2 major league teams use their social media to raise awareness about gun violence
Professional sports teams use their social media accounts during games to give score updates, recap exciting plays and keep fans up to date on their favorite athletes.
The Tampa Bay Rays and the New York Yankees used their social media accounts in a different way Thursday night. Both teams collaborated to use their Twitter accounts to tweet out facts about gun violence. In a post on the Tampa Bay Rays’ account, the team stated, “In lieu of game coverage and in collaboration with @Yankees, we will use our channels to offer facts about the impacts of gun violence. The devastating events that took place in Uvalde, Buffalo and countless other communities across our nation are tragedies that are intolerable.”
Throughout the night, both teams’ accounts have shared facts like “Firearms were the leading cause of death for American children and teens in 2020,” and “Every day, more than 110 Americans are killed with guns, and more than 200 are shot and injured.” The New York Yankees’ account has over 3 million followers, and they are one of the top five most followed U.S. sports teams on Twitter.

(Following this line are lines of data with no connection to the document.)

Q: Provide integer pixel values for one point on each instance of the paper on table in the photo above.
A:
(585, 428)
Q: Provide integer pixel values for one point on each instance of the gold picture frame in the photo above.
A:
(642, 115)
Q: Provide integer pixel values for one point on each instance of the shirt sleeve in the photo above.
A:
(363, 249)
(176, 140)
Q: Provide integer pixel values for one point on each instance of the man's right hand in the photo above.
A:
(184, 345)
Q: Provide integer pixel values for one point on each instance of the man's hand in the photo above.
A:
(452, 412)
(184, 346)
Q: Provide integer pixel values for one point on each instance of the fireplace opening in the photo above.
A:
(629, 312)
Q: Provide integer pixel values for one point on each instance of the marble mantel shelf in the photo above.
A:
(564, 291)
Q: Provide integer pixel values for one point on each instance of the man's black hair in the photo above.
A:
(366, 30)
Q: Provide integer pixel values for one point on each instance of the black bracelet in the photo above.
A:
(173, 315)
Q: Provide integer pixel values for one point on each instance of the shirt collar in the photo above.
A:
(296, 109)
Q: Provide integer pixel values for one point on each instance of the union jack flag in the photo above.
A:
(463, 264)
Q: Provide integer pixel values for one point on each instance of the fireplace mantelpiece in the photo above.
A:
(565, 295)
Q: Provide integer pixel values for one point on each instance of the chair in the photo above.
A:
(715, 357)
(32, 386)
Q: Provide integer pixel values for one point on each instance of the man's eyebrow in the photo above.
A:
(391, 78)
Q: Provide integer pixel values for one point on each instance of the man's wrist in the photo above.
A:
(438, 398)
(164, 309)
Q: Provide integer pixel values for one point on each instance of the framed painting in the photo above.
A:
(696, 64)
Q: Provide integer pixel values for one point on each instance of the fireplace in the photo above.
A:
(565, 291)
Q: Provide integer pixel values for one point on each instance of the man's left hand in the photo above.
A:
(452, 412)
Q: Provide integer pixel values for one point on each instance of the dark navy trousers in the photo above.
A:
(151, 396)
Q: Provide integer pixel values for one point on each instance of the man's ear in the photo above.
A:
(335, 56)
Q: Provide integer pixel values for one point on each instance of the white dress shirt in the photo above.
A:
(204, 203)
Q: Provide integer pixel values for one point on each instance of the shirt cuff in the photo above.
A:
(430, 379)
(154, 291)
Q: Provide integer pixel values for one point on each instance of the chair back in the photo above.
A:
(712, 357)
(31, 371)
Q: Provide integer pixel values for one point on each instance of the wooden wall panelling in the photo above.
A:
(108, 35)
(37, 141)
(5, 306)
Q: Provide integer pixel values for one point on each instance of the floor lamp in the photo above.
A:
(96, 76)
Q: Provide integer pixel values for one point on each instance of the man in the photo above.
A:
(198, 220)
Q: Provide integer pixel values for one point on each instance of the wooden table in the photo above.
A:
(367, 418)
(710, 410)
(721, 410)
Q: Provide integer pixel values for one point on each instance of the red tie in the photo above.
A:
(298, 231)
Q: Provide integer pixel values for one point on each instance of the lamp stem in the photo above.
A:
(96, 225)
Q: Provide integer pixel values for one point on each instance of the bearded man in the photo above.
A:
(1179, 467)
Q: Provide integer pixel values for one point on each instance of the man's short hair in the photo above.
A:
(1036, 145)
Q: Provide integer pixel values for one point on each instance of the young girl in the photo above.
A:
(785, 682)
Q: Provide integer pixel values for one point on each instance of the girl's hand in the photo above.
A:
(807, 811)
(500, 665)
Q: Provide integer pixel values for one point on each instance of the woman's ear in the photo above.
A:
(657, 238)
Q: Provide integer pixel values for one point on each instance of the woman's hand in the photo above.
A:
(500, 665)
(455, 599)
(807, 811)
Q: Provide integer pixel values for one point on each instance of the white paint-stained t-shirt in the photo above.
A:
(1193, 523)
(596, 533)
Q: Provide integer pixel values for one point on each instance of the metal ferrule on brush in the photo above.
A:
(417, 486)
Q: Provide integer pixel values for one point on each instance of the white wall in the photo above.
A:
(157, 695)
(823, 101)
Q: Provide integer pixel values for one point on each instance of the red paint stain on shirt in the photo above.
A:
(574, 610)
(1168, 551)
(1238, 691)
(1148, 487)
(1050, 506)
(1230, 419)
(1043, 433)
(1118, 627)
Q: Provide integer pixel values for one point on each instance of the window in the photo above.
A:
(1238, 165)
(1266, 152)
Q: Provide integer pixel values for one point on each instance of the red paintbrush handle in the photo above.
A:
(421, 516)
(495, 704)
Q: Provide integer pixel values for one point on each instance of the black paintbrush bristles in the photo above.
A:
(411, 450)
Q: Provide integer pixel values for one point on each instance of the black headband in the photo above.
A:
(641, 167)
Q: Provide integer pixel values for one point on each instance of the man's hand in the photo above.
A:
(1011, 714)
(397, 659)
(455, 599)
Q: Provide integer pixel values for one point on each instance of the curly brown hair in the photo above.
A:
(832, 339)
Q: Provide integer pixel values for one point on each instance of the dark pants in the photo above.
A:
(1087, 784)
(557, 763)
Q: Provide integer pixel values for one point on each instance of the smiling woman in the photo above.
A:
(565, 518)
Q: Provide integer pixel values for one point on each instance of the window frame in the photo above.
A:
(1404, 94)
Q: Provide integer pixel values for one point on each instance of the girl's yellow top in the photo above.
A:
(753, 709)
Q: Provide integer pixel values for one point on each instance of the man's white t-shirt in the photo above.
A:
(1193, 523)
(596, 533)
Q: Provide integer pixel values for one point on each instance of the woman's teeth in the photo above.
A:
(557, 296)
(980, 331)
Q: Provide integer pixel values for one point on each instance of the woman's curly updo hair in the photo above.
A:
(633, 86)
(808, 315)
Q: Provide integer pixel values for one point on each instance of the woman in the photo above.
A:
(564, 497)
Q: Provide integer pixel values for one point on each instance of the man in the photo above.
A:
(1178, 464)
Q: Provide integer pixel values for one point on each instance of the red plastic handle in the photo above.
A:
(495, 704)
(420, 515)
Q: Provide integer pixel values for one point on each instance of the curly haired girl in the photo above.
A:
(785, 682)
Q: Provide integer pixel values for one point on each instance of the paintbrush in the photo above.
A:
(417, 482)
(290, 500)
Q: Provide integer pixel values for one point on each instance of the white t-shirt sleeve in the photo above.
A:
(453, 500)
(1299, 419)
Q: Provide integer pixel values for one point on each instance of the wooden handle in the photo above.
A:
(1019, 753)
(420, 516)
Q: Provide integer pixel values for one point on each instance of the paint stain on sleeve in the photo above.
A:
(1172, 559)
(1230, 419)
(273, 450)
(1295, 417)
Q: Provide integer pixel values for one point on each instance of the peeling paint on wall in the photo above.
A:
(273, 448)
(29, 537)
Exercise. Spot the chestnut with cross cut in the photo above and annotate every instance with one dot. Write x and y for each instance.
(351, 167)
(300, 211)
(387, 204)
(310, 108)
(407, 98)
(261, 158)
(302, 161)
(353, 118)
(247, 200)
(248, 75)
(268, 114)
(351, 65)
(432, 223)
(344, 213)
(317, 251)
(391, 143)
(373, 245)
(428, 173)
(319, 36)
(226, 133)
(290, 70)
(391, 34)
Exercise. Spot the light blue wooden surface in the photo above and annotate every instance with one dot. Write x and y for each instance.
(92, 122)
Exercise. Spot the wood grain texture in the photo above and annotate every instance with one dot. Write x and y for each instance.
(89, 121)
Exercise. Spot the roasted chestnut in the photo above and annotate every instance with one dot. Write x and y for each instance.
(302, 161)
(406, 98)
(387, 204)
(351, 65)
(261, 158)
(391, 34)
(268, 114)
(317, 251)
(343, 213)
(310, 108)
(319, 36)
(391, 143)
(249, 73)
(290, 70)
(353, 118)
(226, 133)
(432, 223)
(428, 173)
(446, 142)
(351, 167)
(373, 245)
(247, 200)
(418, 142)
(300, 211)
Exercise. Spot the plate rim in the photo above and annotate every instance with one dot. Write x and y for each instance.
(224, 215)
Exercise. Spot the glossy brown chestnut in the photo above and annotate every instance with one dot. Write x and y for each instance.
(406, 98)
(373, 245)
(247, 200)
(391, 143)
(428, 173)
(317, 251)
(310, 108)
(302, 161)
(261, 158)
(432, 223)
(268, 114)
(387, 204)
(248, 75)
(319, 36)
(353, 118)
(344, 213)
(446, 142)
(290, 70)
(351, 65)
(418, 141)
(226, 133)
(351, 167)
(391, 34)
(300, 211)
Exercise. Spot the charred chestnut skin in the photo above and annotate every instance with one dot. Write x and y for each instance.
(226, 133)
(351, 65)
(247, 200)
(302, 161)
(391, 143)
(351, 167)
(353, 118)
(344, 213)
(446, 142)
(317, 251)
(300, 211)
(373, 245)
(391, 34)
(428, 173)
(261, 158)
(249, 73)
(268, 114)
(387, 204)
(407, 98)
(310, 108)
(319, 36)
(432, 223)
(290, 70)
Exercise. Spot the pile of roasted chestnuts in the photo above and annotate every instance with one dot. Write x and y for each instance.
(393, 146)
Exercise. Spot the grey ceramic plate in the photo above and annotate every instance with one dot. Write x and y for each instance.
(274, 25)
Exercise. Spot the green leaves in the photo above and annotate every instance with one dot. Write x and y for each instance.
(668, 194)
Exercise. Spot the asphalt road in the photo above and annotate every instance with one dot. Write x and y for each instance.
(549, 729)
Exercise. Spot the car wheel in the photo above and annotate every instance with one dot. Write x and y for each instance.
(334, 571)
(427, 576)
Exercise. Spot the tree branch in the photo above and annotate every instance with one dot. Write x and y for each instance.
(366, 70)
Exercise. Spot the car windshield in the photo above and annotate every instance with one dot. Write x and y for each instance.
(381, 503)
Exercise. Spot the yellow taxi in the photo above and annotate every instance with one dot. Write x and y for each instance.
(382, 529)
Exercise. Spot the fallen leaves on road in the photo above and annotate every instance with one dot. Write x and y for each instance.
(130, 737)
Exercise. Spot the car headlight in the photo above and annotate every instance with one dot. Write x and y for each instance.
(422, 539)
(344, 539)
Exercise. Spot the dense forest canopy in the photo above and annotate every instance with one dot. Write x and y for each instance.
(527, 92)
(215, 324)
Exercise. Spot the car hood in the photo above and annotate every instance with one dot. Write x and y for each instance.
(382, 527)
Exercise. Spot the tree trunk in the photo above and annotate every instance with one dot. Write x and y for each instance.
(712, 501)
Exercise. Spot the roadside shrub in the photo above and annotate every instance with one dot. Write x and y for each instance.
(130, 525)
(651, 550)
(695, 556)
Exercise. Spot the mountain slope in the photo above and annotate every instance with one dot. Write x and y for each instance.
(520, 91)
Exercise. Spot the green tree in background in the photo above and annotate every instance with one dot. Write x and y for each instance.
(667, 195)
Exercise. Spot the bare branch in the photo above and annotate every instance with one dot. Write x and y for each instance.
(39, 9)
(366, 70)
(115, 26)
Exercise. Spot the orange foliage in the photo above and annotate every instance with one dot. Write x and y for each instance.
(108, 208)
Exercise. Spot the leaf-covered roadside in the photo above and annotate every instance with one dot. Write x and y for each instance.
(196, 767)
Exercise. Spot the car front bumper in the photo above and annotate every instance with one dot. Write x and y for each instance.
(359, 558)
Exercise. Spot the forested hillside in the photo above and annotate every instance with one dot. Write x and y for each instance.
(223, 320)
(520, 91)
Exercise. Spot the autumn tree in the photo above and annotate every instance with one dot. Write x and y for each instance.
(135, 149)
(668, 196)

Fans were not receptive to the idea and replied to the tweets with criticism that the teams weren’t covering the game.
The sports world has started to make its voice heard in the debate over gun safety. Steve Kerr, head coach of the Golden State Warriors, recently used his time during a news conference before Game 4 of the Western Conference finals to ask, “When are we going to do something?” He slammed his fists on the table as he yelled, “I’m tired. I am so tired of getting up here and offering condolences to the devastated families that are out there. I am so tired of the — excuse, I am sorry — I am tired of the moments of silence. Enough!”
Just before tipoff of Game 5 of the Eastern Conference finals between the Boston Celtics and the Miami Heat on Wednesday night, the Heat basketball team made an announcement that urged fans to call their senators to advocate for gun reform laws.